The magician ended up being trussed up like a turkey on stage shortly after 10 pm at the close of the final performance on the Friday night. Hodgson bound him with six pairs of heavy irons that were complete with chains and padlocks, fixing his arms firmly to his side and then clapping two pairs of handcuffs on him. Then, making Houdini kneel, he clamped two pairs of leg irons on him.
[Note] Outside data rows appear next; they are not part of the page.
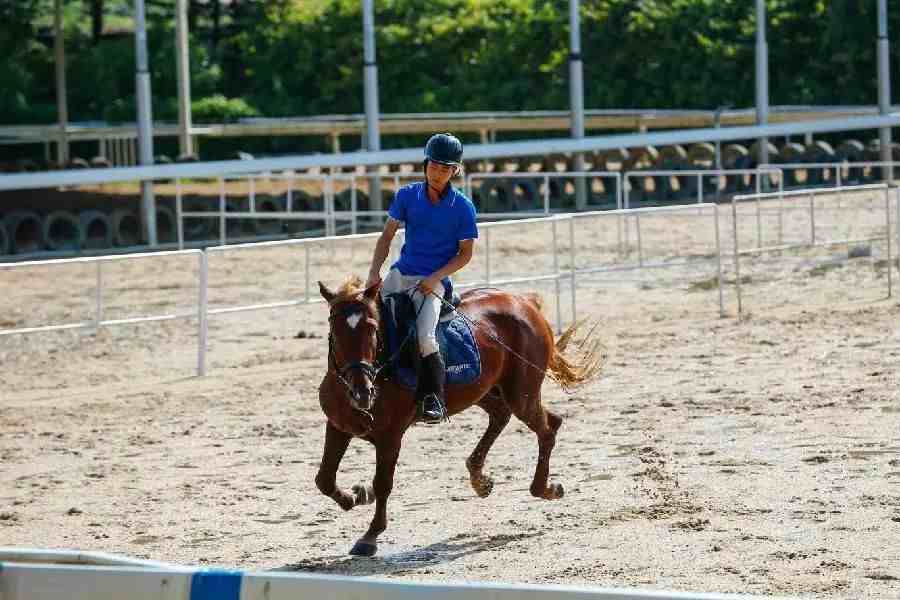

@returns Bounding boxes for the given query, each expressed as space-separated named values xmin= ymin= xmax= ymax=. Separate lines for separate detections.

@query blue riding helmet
xmin=424 ymin=133 xmax=463 ymax=166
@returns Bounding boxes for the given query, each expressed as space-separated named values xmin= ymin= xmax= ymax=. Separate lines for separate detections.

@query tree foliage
xmin=4 ymin=0 xmax=900 ymax=130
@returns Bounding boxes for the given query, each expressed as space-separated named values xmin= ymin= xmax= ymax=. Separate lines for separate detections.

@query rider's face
xmin=426 ymin=161 xmax=457 ymax=188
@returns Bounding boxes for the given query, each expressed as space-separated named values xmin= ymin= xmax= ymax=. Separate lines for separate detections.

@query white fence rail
xmin=3 ymin=112 xmax=900 ymax=191
xmin=0 ymin=548 xmax=786 ymax=600
xmin=4 ymin=185 xmax=899 ymax=374
xmin=167 ymin=169 xmax=761 ymax=250
xmin=729 ymin=184 xmax=895 ymax=316
xmin=0 ymin=249 xmax=204 ymax=333
xmin=0 ymin=205 xmax=725 ymax=376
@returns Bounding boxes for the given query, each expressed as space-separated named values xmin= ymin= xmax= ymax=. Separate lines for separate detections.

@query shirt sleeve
xmin=457 ymin=199 xmax=479 ymax=240
xmin=388 ymin=188 xmax=407 ymax=222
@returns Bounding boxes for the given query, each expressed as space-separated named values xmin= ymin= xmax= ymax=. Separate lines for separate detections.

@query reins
xmin=327 ymin=290 xmax=426 ymax=404
xmin=328 ymin=284 xmax=553 ymax=401
xmin=425 ymin=288 xmax=552 ymax=376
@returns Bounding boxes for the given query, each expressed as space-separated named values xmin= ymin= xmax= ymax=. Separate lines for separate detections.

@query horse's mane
xmin=330 ymin=275 xmax=367 ymax=304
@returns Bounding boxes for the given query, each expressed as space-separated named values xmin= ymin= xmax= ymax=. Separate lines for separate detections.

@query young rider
xmin=365 ymin=133 xmax=478 ymax=424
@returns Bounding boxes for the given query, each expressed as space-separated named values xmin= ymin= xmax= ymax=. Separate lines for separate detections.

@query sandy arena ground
xmin=2 ymin=190 xmax=900 ymax=599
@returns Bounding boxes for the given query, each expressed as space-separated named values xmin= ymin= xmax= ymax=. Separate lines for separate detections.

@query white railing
xmin=1 ymin=204 xmax=727 ymax=375
xmin=166 ymin=169 xmax=767 ymax=250
xmin=4 ymin=113 xmax=900 ymax=191
xmin=568 ymin=204 xmax=725 ymax=318
xmin=0 ymin=249 xmax=205 ymax=343
xmin=5 ymin=184 xmax=899 ymax=374
xmin=0 ymin=547 xmax=783 ymax=600
xmin=730 ymin=184 xmax=895 ymax=316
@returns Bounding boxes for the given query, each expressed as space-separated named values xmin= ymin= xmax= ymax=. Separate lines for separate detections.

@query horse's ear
xmin=318 ymin=281 xmax=336 ymax=304
xmin=363 ymin=281 xmax=381 ymax=302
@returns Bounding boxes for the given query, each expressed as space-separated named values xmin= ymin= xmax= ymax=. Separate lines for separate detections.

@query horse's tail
xmin=546 ymin=318 xmax=605 ymax=393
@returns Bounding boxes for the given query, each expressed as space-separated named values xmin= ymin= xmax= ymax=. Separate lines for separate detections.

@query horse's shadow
xmin=273 ymin=531 xmax=544 ymax=576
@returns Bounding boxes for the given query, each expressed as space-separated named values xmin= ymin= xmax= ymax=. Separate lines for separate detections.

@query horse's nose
xmin=356 ymin=385 xmax=374 ymax=411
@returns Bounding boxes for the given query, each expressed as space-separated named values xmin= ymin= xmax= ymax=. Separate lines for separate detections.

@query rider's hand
xmin=365 ymin=271 xmax=382 ymax=290
xmin=418 ymin=275 xmax=441 ymax=296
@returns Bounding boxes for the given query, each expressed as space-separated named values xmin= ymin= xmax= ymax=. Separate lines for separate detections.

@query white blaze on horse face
xmin=346 ymin=312 xmax=363 ymax=330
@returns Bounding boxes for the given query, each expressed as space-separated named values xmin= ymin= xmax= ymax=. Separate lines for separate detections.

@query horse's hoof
xmin=352 ymin=483 xmax=375 ymax=505
xmin=471 ymin=475 xmax=494 ymax=498
xmin=547 ymin=482 xmax=565 ymax=500
xmin=349 ymin=540 xmax=377 ymax=557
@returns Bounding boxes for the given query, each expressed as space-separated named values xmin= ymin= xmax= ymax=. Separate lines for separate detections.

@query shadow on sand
xmin=272 ymin=531 xmax=544 ymax=576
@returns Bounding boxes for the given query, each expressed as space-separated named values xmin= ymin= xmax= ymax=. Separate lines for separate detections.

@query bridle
xmin=326 ymin=298 xmax=416 ymax=411
xmin=327 ymin=304 xmax=382 ymax=410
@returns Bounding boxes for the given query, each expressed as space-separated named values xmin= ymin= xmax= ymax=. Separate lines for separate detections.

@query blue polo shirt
xmin=388 ymin=182 xmax=478 ymax=276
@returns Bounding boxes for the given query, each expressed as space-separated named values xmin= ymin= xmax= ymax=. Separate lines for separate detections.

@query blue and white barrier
xmin=0 ymin=548 xmax=790 ymax=600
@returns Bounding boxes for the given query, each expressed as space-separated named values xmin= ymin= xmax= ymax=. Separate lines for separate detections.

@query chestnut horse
xmin=315 ymin=276 xmax=603 ymax=556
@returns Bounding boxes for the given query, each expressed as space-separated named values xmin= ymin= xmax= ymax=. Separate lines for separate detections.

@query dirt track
xmin=2 ymin=191 xmax=900 ymax=599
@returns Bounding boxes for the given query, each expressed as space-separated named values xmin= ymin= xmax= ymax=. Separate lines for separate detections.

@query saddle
xmin=380 ymin=279 xmax=481 ymax=390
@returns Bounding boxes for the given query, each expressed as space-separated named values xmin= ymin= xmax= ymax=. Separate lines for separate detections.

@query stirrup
xmin=418 ymin=393 xmax=447 ymax=425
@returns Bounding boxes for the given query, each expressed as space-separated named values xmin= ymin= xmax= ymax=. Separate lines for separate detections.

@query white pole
xmin=732 ymin=195 xmax=743 ymax=317
xmin=197 ymin=251 xmax=208 ymax=376
xmin=569 ymin=216 xmax=576 ymax=324
xmin=176 ymin=179 xmax=184 ymax=249
xmin=885 ymin=186 xmax=893 ymax=297
xmin=363 ymin=0 xmax=383 ymax=220
xmin=135 ymin=0 xmax=158 ymax=246
xmin=569 ymin=0 xmax=587 ymax=210
xmin=713 ymin=204 xmax=724 ymax=317
xmin=219 ymin=178 xmax=226 ymax=246
xmin=878 ymin=0 xmax=893 ymax=182
xmin=552 ymin=219 xmax=562 ymax=333
xmin=755 ymin=0 xmax=770 ymax=168
xmin=53 ymin=0 xmax=69 ymax=166
xmin=175 ymin=0 xmax=194 ymax=158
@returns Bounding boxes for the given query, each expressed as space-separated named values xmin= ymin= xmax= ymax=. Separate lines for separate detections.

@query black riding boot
xmin=418 ymin=352 xmax=447 ymax=425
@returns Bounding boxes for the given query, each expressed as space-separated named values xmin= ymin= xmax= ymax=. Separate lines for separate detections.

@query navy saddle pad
xmin=382 ymin=285 xmax=481 ymax=390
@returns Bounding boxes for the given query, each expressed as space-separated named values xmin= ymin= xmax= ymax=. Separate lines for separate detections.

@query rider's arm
xmin=366 ymin=217 xmax=401 ymax=287
xmin=428 ymin=239 xmax=475 ymax=283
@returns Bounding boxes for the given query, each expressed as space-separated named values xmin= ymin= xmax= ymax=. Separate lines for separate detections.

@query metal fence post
xmin=543 ymin=174 xmax=550 ymax=215
xmin=286 ymin=175 xmax=294 ymax=212
xmin=197 ymin=250 xmax=208 ymax=376
xmin=777 ymin=174 xmax=784 ymax=245
xmin=175 ymin=178 xmax=184 ymax=250
xmin=552 ymin=218 xmax=561 ymax=333
xmin=218 ymin=178 xmax=226 ymax=246
xmin=755 ymin=170 xmax=762 ymax=248
xmin=569 ymin=216 xmax=576 ymax=324
xmin=886 ymin=186 xmax=893 ymax=298
xmin=732 ymin=195 xmax=743 ymax=318
xmin=714 ymin=204 xmax=724 ymax=317
xmin=351 ymin=182 xmax=358 ymax=235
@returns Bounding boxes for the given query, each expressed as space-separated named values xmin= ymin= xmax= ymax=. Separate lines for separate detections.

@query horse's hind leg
xmin=507 ymin=384 xmax=564 ymax=500
xmin=466 ymin=389 xmax=512 ymax=498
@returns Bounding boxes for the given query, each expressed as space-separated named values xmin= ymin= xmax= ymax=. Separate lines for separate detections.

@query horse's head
xmin=319 ymin=277 xmax=382 ymax=415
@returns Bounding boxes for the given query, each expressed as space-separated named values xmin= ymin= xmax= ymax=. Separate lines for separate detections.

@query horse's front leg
xmin=349 ymin=437 xmax=402 ymax=557
xmin=315 ymin=421 xmax=375 ymax=511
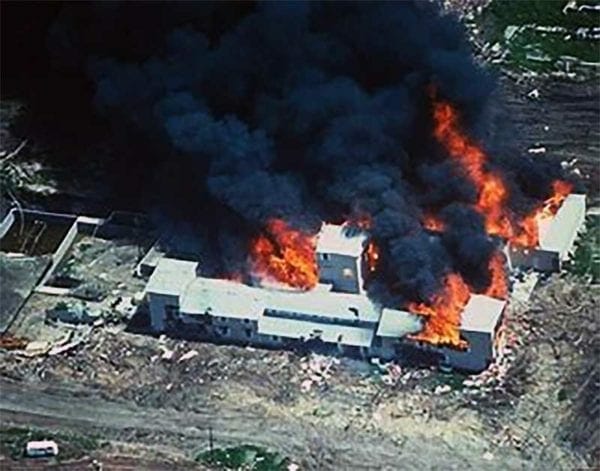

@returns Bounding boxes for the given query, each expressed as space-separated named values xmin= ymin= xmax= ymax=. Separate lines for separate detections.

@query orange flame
xmin=433 ymin=97 xmax=572 ymax=248
xmin=422 ymin=213 xmax=446 ymax=232
xmin=408 ymin=273 xmax=471 ymax=348
xmin=250 ymin=218 xmax=318 ymax=289
xmin=512 ymin=180 xmax=573 ymax=247
xmin=365 ymin=241 xmax=380 ymax=272
xmin=484 ymin=251 xmax=508 ymax=300
xmin=433 ymin=100 xmax=514 ymax=240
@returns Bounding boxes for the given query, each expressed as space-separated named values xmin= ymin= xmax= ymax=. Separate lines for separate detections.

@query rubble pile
xmin=299 ymin=354 xmax=340 ymax=393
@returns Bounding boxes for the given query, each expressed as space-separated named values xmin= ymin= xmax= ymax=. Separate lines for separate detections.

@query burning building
xmin=33 ymin=3 xmax=587 ymax=371
xmin=145 ymin=223 xmax=509 ymax=372
xmin=507 ymin=193 xmax=587 ymax=272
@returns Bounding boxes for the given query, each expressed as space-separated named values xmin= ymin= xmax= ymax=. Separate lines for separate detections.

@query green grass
xmin=431 ymin=371 xmax=468 ymax=391
xmin=479 ymin=0 xmax=600 ymax=76
xmin=485 ymin=0 xmax=599 ymax=31
xmin=565 ymin=216 xmax=600 ymax=283
xmin=195 ymin=444 xmax=290 ymax=471
xmin=0 ymin=426 xmax=102 ymax=461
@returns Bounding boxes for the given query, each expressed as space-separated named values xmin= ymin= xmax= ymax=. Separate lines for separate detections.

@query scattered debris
xmin=46 ymin=301 xmax=101 ymax=325
xmin=24 ymin=340 xmax=51 ymax=357
xmin=299 ymin=354 xmax=339 ymax=392
xmin=178 ymin=349 xmax=199 ymax=362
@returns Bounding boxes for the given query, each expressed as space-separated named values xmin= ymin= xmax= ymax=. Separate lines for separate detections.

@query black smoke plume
xmin=34 ymin=1 xmax=568 ymax=305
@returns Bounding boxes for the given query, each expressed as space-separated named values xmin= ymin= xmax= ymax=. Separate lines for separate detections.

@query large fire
xmin=250 ymin=218 xmax=318 ymax=290
xmin=511 ymin=180 xmax=573 ymax=247
xmin=484 ymin=251 xmax=508 ymax=300
xmin=433 ymin=99 xmax=516 ymax=240
xmin=432 ymin=98 xmax=571 ymax=248
xmin=246 ymin=97 xmax=572 ymax=351
xmin=408 ymin=273 xmax=471 ymax=348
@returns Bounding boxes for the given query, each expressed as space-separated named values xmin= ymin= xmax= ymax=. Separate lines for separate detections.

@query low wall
xmin=0 ymin=209 xmax=15 ymax=239
xmin=38 ymin=219 xmax=79 ymax=286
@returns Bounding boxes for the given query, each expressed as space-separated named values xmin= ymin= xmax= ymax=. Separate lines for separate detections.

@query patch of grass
xmin=195 ymin=444 xmax=289 ymax=471
xmin=432 ymin=370 xmax=468 ymax=391
xmin=479 ymin=0 xmax=600 ymax=76
xmin=0 ymin=426 xmax=101 ymax=461
xmin=485 ymin=0 xmax=599 ymax=32
xmin=565 ymin=216 xmax=600 ymax=283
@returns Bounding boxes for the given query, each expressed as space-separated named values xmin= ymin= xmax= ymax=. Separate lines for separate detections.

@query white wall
xmin=317 ymin=253 xmax=362 ymax=293
xmin=148 ymin=292 xmax=178 ymax=332
xmin=443 ymin=330 xmax=493 ymax=372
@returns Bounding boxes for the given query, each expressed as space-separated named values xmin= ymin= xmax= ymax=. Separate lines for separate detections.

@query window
xmin=342 ymin=268 xmax=354 ymax=279
xmin=321 ymin=253 xmax=329 ymax=261
xmin=221 ymin=326 xmax=229 ymax=336
xmin=337 ymin=334 xmax=343 ymax=343
xmin=272 ymin=335 xmax=279 ymax=341
xmin=245 ymin=328 xmax=253 ymax=338
xmin=244 ymin=318 xmax=251 ymax=324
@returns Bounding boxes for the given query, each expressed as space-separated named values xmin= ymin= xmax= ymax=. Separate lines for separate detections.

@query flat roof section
xmin=264 ymin=289 xmax=381 ymax=323
xmin=145 ymin=257 xmax=198 ymax=297
xmin=180 ymin=277 xmax=266 ymax=320
xmin=539 ymin=194 xmax=586 ymax=260
xmin=258 ymin=315 xmax=374 ymax=347
xmin=459 ymin=294 xmax=506 ymax=333
xmin=376 ymin=308 xmax=423 ymax=338
xmin=316 ymin=224 xmax=368 ymax=257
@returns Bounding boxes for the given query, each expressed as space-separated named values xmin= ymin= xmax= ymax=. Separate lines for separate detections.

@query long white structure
xmin=144 ymin=224 xmax=508 ymax=372
xmin=508 ymin=194 xmax=586 ymax=272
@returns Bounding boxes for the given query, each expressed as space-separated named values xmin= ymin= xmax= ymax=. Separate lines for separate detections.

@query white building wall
xmin=148 ymin=292 xmax=178 ymax=332
xmin=442 ymin=330 xmax=493 ymax=372
xmin=317 ymin=253 xmax=363 ymax=294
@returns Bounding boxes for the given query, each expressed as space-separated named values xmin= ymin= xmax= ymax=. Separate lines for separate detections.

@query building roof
xmin=258 ymin=315 xmax=374 ymax=347
xmin=263 ymin=289 xmax=381 ymax=323
xmin=180 ymin=277 xmax=266 ymax=320
xmin=376 ymin=308 xmax=423 ymax=337
xmin=539 ymin=194 xmax=586 ymax=259
xmin=316 ymin=223 xmax=368 ymax=257
xmin=459 ymin=294 xmax=506 ymax=333
xmin=144 ymin=257 xmax=198 ymax=296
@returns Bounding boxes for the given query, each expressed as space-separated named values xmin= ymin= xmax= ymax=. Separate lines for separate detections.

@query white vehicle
xmin=25 ymin=440 xmax=59 ymax=458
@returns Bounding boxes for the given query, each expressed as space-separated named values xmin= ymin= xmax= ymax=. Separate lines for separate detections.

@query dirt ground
xmin=0 ymin=272 xmax=595 ymax=469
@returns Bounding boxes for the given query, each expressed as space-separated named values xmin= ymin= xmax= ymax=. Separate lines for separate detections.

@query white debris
xmin=528 ymin=146 xmax=546 ymax=154
xmin=23 ymin=341 xmax=51 ymax=357
xmin=434 ymin=384 xmax=452 ymax=395
xmin=299 ymin=354 xmax=339 ymax=392
xmin=300 ymin=379 xmax=313 ymax=392
xmin=483 ymin=451 xmax=494 ymax=461
xmin=160 ymin=348 xmax=174 ymax=361
xmin=527 ymin=89 xmax=540 ymax=100
xmin=178 ymin=350 xmax=199 ymax=362
xmin=504 ymin=25 xmax=519 ymax=41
Houdini was later to protest that the irons were not regulation ones and that the locks had been plugged and wrapped with twine. But when he set about trying to escape while covered by a canopy placed over him in the middle of the stage, he was at the start of a one-and-a-half-hour struggle that ended up with him free, but with his arms red and swollen and chunks of flesh missing from them - and claiming the next day that the doctor who examined him had told him that if his ordeal had lasted only a few minutes more, his arms might have been left paralysed. It was a test that certainly excited the old-time theatregoers. The town's Daily Star newspaper told how "the crowd which came together to witness it crammed the theatre literally (sic) from floor to ceiling."

"Trussed Till Midnight" was the headline in another and the Blackburn Times reported "disgraceful scenes" as the orchestra played musical selections to accompany Houdini's exertions and the police had to ask Hodgson to leave the theatre because they feared a disturbance.

At last, the escapologist emerged to deafening cheers at midnight - his sleeves in tatters and his arms and wrists streaked with blood. He had beaten the test, but controversy followed with claims that he had been slipped some sort of tool by his brother, Theo, as he gave him a drink during his struggles.

Hodgson, too, did not escape controversy. The following week he wrote to the Blackburn Times to answer Houdini's charge of brutality. "So long as Mr Houdini kept still, he was in no danger of suffering; it was his own struggles which caused him any degree of painful inconvenience," he said.

So Houdini literally wriggled out of the £25 challenge.